Domestic team information
- 2010–2017: Oxfordshire
- 2013–2015: Oxford UCCE/MCCU

Career statistics
| Competition | First-class |
| Matches | 6 |
| Runs scored | 190 |
| Batting average | 17.27 |
| 100s/50s | –/1 |
| Top score | 50 |
| Balls bowled | 6 |
| Wickets | 0 |
| Bowling average | – |
| 5 wickets in innings | – |
| 10 wickets in match | – |
| Best bowling | – |
| Catches/stumpings | 2/– |
- Source: Cricinfo, 24 June 2019

= Lloyd Sabin =

English cricketer

Lloyd Michael Sabin was born on 22 June 1994 in Banbury, Oxfordshire, and is an English former first-class cricketer.

He was educated at both The Warriner School in Bloxham and Chipping Norton School, before going up to Oxford Brookes University. While studying at Oxford Brookes he played first-class cricket for Oxford MCCU from 2013 to 2015, making six appearances.

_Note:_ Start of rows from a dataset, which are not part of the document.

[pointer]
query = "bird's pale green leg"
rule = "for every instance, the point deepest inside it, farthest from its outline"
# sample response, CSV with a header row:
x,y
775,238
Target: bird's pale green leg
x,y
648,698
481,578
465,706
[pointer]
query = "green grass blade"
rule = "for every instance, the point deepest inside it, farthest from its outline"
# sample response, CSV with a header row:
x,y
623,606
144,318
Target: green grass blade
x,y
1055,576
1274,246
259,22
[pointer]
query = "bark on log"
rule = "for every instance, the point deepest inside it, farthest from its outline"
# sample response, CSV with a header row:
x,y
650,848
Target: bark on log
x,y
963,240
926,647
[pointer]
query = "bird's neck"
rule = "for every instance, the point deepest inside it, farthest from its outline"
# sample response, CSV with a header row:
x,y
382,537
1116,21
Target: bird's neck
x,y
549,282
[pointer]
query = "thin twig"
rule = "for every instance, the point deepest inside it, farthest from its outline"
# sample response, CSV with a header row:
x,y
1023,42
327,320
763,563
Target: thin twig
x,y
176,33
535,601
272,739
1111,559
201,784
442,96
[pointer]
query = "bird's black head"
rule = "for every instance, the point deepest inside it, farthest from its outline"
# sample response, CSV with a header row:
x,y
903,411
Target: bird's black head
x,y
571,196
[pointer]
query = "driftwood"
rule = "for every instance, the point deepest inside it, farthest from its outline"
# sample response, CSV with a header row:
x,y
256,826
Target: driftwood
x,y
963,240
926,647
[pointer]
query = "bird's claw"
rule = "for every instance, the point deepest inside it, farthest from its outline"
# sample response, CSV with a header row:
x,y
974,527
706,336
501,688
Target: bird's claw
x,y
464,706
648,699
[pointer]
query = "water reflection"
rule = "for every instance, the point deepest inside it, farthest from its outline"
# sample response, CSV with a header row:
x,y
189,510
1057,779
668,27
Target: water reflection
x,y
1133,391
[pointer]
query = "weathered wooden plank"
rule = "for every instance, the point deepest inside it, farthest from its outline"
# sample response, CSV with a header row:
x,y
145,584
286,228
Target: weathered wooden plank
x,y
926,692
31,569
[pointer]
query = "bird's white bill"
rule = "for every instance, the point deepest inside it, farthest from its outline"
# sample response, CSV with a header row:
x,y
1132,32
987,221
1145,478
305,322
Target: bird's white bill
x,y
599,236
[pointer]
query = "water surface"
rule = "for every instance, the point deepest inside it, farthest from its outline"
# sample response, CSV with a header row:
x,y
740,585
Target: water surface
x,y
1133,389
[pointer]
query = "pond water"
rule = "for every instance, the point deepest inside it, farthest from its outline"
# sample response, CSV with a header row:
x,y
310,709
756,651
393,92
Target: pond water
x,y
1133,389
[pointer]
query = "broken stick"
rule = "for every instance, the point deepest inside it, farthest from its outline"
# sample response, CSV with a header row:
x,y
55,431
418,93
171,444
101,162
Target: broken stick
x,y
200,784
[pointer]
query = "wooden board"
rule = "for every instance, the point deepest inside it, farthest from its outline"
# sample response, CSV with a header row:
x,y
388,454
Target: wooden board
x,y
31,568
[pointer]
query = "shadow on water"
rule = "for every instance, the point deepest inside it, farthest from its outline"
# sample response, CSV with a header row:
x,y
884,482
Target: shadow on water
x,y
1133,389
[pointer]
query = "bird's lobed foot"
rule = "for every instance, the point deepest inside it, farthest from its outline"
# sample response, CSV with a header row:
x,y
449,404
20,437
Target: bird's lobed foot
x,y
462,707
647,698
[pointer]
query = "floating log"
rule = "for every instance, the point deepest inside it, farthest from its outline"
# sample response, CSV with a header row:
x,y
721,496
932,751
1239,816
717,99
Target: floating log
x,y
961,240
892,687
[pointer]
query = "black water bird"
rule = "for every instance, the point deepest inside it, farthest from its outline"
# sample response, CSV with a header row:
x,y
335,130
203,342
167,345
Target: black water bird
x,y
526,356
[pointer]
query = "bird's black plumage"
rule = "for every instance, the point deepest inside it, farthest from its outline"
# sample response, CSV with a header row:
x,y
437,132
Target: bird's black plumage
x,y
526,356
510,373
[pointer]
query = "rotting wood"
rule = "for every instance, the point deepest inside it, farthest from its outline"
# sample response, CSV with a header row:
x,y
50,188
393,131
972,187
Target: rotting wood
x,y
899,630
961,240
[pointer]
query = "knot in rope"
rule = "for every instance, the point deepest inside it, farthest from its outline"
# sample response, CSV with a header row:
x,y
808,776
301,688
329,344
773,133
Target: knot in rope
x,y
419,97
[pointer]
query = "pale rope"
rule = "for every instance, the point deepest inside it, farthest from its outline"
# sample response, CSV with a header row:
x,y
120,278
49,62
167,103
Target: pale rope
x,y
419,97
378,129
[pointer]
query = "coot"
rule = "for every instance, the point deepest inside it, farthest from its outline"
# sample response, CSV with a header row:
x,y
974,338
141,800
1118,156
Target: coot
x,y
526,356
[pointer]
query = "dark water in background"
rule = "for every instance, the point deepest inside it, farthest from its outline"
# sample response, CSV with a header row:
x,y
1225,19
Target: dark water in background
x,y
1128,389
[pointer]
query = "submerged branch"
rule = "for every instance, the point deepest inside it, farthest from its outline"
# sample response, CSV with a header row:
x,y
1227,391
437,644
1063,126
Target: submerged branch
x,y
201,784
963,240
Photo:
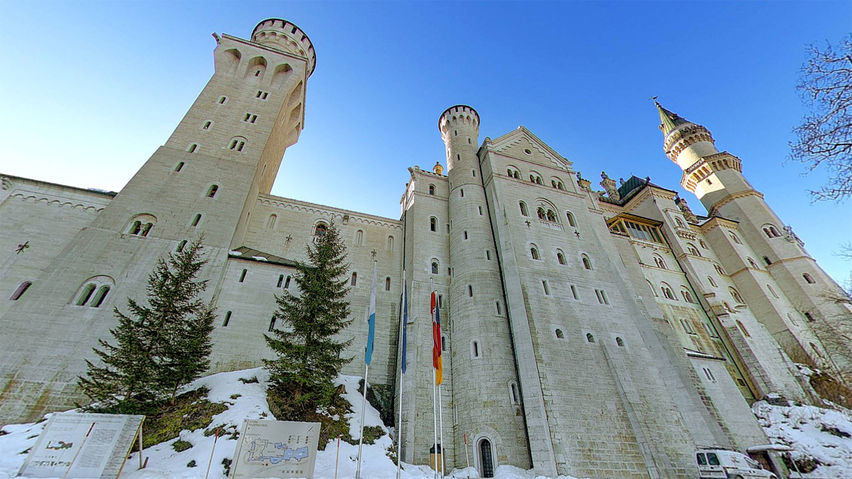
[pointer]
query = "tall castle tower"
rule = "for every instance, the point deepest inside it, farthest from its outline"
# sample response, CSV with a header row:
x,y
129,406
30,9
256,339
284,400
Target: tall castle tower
x,y
483,365
717,179
204,180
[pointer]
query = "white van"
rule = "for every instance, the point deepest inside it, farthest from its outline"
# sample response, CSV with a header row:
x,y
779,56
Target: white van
x,y
724,464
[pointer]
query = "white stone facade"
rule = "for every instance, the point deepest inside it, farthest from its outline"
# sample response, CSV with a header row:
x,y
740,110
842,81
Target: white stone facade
x,y
588,334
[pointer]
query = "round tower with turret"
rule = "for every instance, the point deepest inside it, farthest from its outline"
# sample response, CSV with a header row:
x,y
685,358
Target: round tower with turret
x,y
483,365
716,178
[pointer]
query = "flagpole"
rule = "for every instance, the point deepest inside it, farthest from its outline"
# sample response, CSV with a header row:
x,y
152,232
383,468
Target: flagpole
x,y
434,424
441,429
361,435
368,355
404,319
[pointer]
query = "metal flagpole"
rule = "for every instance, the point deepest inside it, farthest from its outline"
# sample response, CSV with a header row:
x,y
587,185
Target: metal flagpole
x,y
361,435
368,355
434,423
441,429
433,297
404,317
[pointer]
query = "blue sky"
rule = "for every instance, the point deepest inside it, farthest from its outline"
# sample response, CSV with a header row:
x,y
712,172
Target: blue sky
x,y
89,90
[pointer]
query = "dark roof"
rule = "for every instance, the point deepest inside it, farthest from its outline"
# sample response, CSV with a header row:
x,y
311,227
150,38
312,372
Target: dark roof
x,y
249,254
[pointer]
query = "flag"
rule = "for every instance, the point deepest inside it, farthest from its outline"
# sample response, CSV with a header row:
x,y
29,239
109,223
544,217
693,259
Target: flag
x,y
436,340
371,320
404,319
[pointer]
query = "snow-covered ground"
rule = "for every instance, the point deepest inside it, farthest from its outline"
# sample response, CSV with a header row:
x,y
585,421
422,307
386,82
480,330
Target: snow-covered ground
x,y
808,430
248,401
804,428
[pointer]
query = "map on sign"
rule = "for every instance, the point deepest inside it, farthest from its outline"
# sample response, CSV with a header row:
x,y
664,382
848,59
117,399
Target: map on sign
x,y
276,449
75,445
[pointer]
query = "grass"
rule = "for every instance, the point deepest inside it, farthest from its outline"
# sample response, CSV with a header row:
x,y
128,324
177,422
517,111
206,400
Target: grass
x,y
191,411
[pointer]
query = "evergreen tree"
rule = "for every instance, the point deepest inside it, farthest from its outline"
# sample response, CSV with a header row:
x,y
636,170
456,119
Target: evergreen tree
x,y
158,347
308,352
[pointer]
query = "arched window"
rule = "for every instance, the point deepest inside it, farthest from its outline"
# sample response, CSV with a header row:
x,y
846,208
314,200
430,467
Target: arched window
x,y
653,290
551,216
486,458
743,329
475,350
571,219
20,290
771,290
94,291
513,393
735,238
770,231
736,295
140,225
237,143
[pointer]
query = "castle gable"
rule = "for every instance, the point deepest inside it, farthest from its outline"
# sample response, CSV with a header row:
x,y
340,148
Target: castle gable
x,y
524,145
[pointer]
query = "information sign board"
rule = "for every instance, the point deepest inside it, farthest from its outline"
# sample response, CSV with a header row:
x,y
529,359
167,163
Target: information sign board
x,y
75,445
276,449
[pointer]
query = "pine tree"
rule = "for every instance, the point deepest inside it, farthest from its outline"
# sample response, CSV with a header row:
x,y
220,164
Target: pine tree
x,y
307,349
158,347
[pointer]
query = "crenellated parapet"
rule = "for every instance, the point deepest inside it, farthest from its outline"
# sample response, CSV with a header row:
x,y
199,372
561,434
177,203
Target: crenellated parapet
x,y
707,166
284,35
683,137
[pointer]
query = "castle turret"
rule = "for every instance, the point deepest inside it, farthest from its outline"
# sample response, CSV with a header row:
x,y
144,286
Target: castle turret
x,y
483,365
717,179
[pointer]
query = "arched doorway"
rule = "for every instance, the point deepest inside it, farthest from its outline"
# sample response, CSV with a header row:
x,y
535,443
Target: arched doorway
x,y
486,459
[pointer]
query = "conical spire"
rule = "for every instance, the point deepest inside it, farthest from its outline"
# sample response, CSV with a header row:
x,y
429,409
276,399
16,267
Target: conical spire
x,y
668,120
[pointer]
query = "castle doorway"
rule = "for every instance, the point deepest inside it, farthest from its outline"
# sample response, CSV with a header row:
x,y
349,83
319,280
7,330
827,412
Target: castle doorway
x,y
486,460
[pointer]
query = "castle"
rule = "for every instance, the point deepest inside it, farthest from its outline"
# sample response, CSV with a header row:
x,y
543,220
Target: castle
x,y
603,334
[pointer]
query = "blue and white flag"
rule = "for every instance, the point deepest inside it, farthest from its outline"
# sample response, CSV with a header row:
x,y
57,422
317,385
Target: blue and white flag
x,y
404,319
371,320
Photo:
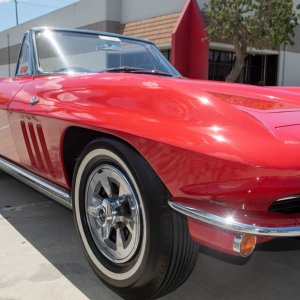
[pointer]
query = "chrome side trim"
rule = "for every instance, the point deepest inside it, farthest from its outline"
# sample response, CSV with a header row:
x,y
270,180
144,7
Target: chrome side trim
x,y
287,198
232,225
44,186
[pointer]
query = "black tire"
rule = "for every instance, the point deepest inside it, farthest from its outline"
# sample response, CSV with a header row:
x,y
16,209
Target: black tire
x,y
164,255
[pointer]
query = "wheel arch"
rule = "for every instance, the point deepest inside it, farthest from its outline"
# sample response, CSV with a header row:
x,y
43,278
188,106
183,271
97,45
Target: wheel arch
x,y
74,141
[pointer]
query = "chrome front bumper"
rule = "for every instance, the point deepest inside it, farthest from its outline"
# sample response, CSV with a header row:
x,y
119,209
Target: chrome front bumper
x,y
248,223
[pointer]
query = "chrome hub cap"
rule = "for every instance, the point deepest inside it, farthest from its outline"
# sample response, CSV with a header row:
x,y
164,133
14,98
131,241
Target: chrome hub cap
x,y
112,212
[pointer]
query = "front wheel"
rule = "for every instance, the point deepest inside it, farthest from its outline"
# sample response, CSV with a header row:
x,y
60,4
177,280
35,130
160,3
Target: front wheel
x,y
135,243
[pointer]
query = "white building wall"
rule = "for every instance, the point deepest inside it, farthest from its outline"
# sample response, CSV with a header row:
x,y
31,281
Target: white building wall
x,y
133,10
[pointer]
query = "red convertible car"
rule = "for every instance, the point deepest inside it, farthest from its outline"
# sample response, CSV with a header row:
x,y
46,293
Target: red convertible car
x,y
151,163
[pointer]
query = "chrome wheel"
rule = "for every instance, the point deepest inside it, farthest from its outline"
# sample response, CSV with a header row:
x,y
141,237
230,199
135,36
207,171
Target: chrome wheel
x,y
112,212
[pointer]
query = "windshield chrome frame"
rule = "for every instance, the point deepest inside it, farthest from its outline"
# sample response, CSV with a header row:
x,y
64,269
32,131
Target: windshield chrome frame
x,y
36,69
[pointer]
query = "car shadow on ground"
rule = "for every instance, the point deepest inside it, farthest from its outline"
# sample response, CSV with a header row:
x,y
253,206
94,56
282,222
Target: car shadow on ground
x,y
49,228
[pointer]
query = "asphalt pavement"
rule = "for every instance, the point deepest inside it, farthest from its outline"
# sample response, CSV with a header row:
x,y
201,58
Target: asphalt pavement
x,y
41,258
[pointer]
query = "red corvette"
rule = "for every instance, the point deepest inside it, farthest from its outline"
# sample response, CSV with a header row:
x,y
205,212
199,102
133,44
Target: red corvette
x,y
152,164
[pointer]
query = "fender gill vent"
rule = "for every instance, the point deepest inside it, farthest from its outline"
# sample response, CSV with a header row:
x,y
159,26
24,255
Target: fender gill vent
x,y
287,205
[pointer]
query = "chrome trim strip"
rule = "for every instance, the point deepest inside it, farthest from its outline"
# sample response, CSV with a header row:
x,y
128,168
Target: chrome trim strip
x,y
232,225
44,186
287,198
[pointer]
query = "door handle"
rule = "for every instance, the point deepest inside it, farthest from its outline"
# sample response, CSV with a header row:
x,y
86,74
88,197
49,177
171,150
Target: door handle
x,y
34,100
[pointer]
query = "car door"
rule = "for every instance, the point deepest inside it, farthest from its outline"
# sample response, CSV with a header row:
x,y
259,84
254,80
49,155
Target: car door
x,y
37,136
9,87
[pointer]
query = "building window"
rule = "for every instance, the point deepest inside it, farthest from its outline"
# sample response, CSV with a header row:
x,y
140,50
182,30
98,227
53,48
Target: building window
x,y
166,53
259,69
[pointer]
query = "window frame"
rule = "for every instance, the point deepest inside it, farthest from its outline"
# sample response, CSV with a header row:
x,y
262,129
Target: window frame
x,y
26,39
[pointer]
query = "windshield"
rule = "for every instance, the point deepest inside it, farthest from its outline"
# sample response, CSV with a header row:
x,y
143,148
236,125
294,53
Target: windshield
x,y
79,52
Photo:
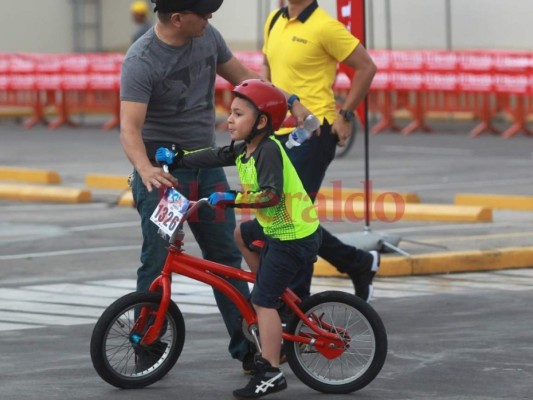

He scored 190 runs at an average of 17.27 across his six matches, with a high score of 50.

In addition to playing first-class cricket, Sabin also played minor counties cricket for Oxfordshire between 2009 and 2013, making 38 appearances in the Minor Counties Championship, alongside 27 and two appearances in the MCCA Knockout Trophy and Minor Counties Twenty20, respectively.